News
Musk’s OpenAI will train artificial intelligence through video game ‘Universe’
Elon Musk’s OpenAI will introduce Universe, a virtual training ground aimed at teaching AI to play video games, use apps and even interact with websites. OpenAI, the artificial intelligence research company backed by the Tesla founder and billionaire entrepreneur, defines Universe in a blog post as “a software platform for measuring and training an AI’s general intelligence across the world’s supply of games, websites and other applications.”
Put simply, Universe will provide a gym that allows AI agents to go beyond their specialized knowledge of an individual environment to something approaching common sense. “Any task a human can complete with a computer.” Using a VNC (Virtual Network Computing) remote desktop, it allows the AI to control the game or app using a virtual keyboard and mouse, and to see its output by analyzing the pixels displayed on the screen. It’s essentially an interface to the company’s Gym toolkit for developing reinforcement algorithms, a type of machine learning system.
“Our goal is to develop a single AI agent that can flexibly apply its past experience on Universe environments to quickly master unfamiliar, difficult environments, which would be a major step towards general intelligence,” OpenAI says.

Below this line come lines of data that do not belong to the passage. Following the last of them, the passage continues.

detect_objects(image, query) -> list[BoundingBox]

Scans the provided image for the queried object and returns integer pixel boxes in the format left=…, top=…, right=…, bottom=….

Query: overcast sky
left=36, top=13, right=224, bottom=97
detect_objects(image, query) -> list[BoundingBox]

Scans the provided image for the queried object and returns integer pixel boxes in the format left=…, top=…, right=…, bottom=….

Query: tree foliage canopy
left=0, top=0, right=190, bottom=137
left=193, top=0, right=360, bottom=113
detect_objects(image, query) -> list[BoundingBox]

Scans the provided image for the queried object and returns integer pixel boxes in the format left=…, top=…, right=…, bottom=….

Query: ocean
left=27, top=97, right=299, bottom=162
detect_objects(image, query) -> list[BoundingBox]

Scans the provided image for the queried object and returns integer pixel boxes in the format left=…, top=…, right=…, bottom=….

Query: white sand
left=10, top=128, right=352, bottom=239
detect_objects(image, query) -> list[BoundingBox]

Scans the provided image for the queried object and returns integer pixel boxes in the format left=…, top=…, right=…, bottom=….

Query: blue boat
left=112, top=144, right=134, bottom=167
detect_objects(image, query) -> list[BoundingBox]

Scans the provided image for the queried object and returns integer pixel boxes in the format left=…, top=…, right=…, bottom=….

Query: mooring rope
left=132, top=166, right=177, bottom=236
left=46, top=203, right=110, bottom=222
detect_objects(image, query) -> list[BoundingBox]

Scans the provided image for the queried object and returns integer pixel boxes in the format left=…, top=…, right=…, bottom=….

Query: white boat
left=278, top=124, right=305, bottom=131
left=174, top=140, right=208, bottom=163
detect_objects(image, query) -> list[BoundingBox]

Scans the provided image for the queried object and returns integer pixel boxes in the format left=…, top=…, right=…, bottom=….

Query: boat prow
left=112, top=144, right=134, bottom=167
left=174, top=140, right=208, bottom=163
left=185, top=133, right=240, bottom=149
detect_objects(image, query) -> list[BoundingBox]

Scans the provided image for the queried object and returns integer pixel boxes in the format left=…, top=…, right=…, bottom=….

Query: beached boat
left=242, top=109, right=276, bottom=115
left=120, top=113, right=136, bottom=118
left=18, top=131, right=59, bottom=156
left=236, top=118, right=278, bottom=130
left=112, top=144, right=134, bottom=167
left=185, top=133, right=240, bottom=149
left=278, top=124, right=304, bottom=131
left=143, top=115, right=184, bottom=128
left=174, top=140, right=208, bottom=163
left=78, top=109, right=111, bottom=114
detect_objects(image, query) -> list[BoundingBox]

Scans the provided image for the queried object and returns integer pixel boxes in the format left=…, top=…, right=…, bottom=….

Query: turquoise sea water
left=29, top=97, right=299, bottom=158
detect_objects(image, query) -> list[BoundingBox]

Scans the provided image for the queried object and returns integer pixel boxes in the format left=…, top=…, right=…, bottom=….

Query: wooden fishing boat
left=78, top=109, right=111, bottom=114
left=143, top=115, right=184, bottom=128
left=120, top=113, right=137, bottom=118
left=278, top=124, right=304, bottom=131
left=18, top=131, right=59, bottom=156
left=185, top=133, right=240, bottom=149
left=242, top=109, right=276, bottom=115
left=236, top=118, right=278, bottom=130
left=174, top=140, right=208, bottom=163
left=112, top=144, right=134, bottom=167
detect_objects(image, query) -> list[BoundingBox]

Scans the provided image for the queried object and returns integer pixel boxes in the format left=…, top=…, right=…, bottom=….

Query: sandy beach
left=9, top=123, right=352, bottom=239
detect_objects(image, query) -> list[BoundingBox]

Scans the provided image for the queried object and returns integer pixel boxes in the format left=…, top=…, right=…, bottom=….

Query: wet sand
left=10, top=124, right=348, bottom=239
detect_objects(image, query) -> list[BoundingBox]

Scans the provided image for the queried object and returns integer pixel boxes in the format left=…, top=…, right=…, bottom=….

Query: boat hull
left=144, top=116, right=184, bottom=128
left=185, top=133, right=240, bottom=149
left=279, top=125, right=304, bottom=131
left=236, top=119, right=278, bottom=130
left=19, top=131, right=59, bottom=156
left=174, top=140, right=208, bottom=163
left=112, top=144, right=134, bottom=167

As an example, it points to success of Google’s DeepMind AlphaGo initiative, which defeated the world champion human Go player earlier this year. While that success was impressive, when faced with a different challenge, the agent would have to go back to square one and learn the new environment through millions of trial and error steps.
OpenAI hopes to expand the Reward Learning (RL) lessons learned in one environment so that an AI agent can build upon past experience to succeed in unfamiliar environments.

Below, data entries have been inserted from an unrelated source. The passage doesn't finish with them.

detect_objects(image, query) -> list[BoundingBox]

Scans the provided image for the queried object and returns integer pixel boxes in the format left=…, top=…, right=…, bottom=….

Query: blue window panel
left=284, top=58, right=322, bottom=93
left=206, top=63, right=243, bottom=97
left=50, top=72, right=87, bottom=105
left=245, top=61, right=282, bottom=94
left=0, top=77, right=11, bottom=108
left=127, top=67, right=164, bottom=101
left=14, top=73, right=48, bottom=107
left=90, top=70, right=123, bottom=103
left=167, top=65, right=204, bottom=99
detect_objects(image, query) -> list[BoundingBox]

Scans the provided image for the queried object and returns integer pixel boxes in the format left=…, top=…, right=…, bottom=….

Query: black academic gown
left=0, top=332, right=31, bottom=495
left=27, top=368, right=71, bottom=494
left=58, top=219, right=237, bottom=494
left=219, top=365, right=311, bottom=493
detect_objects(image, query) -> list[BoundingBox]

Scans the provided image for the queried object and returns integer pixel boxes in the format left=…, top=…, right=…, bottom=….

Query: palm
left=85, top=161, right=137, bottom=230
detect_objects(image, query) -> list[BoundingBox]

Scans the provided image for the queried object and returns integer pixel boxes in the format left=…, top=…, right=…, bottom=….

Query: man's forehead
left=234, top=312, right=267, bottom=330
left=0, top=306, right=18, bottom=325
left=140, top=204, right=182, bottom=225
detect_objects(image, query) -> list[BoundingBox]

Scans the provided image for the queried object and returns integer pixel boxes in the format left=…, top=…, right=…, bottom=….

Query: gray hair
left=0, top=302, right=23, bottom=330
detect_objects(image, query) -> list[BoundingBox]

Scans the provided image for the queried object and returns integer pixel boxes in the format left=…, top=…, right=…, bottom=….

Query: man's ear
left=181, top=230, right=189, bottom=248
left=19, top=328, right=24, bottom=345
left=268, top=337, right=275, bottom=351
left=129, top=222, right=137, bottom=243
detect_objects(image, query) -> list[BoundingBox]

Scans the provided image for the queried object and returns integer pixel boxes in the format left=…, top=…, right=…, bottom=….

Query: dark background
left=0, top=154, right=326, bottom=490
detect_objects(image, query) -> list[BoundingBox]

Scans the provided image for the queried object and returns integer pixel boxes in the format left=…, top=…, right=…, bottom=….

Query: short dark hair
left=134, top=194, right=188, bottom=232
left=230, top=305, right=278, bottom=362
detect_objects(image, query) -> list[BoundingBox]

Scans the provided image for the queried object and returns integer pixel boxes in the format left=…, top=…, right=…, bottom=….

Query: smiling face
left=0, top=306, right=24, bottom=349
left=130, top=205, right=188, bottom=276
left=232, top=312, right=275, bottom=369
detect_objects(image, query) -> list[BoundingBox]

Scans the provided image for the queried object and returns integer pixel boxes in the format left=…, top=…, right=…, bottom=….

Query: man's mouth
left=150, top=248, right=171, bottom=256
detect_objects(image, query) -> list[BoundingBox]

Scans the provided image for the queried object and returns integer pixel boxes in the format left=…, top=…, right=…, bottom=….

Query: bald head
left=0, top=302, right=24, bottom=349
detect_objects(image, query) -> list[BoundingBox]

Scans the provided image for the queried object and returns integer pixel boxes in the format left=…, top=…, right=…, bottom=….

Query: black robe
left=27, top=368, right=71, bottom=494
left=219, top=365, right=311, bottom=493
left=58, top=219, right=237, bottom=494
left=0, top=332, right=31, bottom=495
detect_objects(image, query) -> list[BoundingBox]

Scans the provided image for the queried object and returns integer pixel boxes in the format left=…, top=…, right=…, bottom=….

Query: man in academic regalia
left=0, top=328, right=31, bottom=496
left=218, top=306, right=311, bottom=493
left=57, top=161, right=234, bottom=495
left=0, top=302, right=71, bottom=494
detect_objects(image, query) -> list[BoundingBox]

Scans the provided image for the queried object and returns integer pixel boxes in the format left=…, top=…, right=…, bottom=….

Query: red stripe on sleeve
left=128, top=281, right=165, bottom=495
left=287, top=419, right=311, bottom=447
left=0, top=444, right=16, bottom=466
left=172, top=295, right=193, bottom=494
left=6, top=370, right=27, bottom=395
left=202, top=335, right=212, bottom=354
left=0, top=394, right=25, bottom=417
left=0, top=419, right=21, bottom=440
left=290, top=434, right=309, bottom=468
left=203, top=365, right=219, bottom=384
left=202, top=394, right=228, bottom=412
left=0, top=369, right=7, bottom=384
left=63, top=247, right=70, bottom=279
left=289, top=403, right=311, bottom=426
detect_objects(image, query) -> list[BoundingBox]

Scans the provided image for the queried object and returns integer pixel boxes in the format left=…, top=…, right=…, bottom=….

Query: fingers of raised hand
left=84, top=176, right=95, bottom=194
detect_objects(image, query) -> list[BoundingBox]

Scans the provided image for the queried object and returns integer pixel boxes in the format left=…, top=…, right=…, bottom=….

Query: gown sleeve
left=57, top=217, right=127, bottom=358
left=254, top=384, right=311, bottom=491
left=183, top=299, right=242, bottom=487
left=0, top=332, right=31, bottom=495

We're releasing Universe, a platform for measuring and training AI agents: https://t.co/bx7OjMDaJK
— OpenAI (@OpenAI) December 5, 2016
OpenAI says in its blog post, “Systems with general problem solving ability — something akin to human common sense, allowing an agent to rapidly solve a new hard task — remain out of reach. One apparent challenge is that our agents don’t carry their experience along with them to new tasks. In a standard training regime, we initialize agents from scratch and let them twitch randomly through tens of millions of trials as they learn to repeat actions that happen to lead to rewarding outcomes. If we are to make progress towards generally intelligent agents, we must allow them to experience a wide repertoire of tasks so they can develop world knowledge and problem solving strategies that can be efficiently reused in a new task.”
Prior to Universe, the largest RL resource consisted of 55 Atari games — the Atari Learning Environment, says The Register. But Universe will begin with the largest library of games and resources ever assembled. “Out of the box, Universe comprises thousands of games (e.g. Flash games, slither.io, Starcraft), browser-based tasks (e.g. form filling), and applications (e.g. fold.it),” the OpenAI blog claims. Gaming companies that are cooperating with OpenAI include Flash, Microsoft – OpenAI announced a strategic partnership with the Redmond-based software giant – EA, Valve, Nvidia, Zachtronics, Wolfram, and others.
Universe is about more than gaming. It’s main focus is on training AI agents to complete common online tasks with speed and accuracy. “Today, our agents are mostly learning to interact with common user interface elements like buttons, lists and sliders, but in the future they could complete complex tasks, such as looking up things they don’t know on the internet, managing your email or calendar, completing Khan Academy lessons, or working on Amazon Mechanical Turk and CrowdFlower tasks.”
The OpenAI blog post introducing Universe gives a long and detailed accounting of how Universe was created and what it hopes to accomplish. At the end, it provides a number of ways that companies and individuals can contribute to the process. It’s fascinating reading for anyone interested in what the future of computing is likely to be.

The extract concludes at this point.